The deflected shapes of the walls with the lower pre-compression obtained with model BF are compatible with the experimental walls up to the peak load, as observed in Figure 123.
The major difference between inter-story drifts was found in the third story at the stage of maximum lateral load; the values for the Model BF were approximately 29% higher and lower than the experimental walls W1-2 and D1-2, respectively. Concerning the walls with the higher axial load, the comparison of the deflected shapes shown in Figure 124 corroborates that model BF is significantly more flexible than the FE Model for all lateral load levels.
The results in Table 40 show that the reaction loads calculated at the bottom center point of each pier from model BF match the reaction loads integrated at the bottom center point of each pier in the linear phase of the FE model. As the lateral load increases and the wall behavior becomes more non-linear, significant differences in the axial force and moment are noted.

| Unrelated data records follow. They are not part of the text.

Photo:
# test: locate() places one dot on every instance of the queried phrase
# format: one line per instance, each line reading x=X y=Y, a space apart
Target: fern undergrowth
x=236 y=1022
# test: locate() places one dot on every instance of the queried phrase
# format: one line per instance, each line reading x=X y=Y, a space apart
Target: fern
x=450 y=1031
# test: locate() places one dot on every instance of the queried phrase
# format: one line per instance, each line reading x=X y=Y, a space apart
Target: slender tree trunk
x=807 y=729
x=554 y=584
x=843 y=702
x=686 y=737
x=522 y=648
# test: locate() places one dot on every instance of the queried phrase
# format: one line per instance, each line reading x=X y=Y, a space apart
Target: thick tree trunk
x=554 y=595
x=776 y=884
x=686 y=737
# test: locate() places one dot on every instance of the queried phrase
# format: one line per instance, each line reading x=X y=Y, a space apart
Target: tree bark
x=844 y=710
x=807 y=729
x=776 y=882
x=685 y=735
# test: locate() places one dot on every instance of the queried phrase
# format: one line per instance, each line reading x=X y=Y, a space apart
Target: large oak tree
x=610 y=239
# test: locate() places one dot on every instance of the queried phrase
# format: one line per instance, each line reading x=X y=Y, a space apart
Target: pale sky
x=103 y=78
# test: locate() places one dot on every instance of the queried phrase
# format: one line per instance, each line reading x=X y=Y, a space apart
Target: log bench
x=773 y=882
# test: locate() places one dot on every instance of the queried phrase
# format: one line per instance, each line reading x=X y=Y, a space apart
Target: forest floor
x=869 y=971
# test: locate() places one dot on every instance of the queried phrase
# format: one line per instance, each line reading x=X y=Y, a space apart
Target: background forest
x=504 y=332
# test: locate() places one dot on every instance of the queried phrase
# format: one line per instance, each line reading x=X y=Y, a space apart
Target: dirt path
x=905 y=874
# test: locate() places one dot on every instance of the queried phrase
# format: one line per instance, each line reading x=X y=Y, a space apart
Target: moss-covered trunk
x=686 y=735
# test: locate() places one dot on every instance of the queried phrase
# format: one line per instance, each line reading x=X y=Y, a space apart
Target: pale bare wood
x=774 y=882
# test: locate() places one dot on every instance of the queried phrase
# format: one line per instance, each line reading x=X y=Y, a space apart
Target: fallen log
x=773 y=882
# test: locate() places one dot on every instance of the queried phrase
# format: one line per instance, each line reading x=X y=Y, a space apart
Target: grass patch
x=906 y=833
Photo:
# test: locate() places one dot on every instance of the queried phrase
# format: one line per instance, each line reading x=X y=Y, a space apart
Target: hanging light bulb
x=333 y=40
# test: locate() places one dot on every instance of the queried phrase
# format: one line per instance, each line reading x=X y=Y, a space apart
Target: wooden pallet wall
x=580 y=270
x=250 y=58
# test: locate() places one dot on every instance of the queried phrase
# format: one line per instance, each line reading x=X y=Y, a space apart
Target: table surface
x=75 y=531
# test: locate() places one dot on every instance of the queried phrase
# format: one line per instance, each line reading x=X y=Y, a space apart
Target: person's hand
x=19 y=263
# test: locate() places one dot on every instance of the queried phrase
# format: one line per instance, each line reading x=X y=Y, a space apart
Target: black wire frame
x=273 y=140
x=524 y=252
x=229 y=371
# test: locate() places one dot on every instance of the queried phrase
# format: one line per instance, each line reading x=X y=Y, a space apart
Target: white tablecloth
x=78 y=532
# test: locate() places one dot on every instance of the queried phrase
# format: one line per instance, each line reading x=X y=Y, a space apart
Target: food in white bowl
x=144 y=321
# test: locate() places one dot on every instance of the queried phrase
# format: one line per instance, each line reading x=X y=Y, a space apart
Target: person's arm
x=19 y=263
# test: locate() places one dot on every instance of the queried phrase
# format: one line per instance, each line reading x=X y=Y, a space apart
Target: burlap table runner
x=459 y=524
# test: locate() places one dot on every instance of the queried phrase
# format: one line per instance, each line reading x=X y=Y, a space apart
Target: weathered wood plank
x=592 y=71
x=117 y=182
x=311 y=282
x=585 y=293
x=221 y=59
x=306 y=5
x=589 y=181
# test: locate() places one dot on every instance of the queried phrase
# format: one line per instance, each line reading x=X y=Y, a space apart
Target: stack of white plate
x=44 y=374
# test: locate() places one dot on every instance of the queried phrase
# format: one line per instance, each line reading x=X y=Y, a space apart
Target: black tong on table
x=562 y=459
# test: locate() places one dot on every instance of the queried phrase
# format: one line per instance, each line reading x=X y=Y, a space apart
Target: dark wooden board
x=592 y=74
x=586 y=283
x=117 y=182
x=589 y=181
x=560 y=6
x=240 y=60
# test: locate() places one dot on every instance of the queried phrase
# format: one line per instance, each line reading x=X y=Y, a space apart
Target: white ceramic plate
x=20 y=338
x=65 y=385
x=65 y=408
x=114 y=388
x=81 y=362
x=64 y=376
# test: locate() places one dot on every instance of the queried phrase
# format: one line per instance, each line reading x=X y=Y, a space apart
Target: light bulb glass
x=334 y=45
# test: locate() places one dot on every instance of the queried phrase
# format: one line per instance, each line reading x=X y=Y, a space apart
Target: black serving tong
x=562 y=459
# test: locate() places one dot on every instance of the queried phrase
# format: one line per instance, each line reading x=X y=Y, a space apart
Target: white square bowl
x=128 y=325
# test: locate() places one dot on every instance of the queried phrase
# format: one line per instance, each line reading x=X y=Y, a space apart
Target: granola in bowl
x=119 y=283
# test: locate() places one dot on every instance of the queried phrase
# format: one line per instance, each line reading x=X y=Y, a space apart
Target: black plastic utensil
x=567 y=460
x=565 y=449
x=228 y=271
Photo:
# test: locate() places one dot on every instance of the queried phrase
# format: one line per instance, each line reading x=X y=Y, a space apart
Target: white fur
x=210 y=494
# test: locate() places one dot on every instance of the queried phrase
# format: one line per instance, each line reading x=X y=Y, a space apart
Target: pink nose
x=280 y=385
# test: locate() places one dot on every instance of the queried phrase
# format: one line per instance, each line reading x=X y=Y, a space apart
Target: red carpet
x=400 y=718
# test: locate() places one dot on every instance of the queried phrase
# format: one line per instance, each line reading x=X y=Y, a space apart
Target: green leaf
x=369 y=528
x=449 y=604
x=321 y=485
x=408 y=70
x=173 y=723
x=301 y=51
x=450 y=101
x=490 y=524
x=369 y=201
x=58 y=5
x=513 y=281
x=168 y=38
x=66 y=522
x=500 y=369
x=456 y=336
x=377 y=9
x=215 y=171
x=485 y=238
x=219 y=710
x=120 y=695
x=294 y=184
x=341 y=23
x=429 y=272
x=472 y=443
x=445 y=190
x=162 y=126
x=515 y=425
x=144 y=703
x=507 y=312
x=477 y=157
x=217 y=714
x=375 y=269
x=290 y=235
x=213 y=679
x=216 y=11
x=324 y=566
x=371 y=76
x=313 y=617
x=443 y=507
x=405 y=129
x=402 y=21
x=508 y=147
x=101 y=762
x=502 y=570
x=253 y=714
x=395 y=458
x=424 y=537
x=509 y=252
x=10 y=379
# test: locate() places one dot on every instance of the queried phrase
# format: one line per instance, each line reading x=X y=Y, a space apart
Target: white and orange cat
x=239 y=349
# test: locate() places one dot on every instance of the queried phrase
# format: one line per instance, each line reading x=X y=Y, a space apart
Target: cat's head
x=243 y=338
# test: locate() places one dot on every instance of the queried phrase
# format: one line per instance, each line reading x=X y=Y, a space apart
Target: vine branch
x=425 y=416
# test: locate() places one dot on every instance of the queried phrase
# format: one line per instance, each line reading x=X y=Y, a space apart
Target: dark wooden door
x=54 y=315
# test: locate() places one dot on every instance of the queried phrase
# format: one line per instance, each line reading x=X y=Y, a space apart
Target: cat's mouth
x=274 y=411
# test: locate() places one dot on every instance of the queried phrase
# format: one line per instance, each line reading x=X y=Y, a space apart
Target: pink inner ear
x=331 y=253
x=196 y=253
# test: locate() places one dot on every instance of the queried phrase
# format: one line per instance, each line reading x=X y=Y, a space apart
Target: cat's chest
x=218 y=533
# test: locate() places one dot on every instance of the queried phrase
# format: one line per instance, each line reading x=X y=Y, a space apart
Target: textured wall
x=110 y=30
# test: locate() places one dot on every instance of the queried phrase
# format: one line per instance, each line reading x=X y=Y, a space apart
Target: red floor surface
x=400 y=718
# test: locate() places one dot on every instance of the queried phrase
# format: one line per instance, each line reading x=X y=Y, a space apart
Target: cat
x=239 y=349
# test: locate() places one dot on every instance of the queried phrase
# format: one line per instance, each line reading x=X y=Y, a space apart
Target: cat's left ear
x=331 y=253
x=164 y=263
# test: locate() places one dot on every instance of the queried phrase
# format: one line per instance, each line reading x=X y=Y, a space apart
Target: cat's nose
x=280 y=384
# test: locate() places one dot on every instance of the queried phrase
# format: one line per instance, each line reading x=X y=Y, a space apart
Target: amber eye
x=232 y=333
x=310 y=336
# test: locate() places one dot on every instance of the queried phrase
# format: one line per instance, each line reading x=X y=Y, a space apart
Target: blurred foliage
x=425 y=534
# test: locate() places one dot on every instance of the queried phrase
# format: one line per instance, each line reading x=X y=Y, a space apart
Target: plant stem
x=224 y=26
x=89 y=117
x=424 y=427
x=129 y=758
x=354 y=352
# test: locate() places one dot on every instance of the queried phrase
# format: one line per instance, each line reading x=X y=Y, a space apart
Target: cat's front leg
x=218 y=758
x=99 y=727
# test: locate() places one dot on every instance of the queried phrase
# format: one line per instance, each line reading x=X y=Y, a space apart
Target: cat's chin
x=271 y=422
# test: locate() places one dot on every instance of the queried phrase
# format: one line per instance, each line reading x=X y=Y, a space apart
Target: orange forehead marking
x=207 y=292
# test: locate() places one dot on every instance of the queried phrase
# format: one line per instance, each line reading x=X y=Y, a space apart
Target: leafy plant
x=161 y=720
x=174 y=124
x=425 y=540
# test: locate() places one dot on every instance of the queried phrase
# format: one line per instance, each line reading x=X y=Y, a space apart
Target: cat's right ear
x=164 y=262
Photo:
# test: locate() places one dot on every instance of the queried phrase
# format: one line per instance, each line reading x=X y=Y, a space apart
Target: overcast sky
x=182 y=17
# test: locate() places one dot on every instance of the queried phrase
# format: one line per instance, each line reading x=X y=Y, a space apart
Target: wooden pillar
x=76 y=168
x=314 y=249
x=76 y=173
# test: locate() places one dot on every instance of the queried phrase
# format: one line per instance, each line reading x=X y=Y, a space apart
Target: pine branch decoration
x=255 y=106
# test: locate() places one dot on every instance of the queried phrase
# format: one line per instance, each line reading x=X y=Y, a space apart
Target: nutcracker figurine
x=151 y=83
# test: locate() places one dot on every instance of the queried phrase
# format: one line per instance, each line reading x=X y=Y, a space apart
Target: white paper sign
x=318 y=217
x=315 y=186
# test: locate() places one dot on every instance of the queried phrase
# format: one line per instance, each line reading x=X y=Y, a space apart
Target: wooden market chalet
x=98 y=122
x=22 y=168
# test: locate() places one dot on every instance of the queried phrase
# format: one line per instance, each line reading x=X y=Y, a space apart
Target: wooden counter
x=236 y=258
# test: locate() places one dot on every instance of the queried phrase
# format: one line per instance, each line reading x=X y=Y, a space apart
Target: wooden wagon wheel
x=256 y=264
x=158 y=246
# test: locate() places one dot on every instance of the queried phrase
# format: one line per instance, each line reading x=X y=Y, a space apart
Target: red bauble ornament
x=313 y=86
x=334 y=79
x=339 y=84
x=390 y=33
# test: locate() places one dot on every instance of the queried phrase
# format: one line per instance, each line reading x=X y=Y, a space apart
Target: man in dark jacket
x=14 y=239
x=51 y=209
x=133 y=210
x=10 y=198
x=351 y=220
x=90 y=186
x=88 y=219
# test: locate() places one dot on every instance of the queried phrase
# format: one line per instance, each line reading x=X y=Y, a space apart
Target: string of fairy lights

Unlike the FE model, Model BF presented similar values for the moment in both left and right wall piers, appearing to be incapable of representing this phenomenon correctly. Numerous variables were adjusted in an attempt to understand what causes this behavior, but nothing became apparent.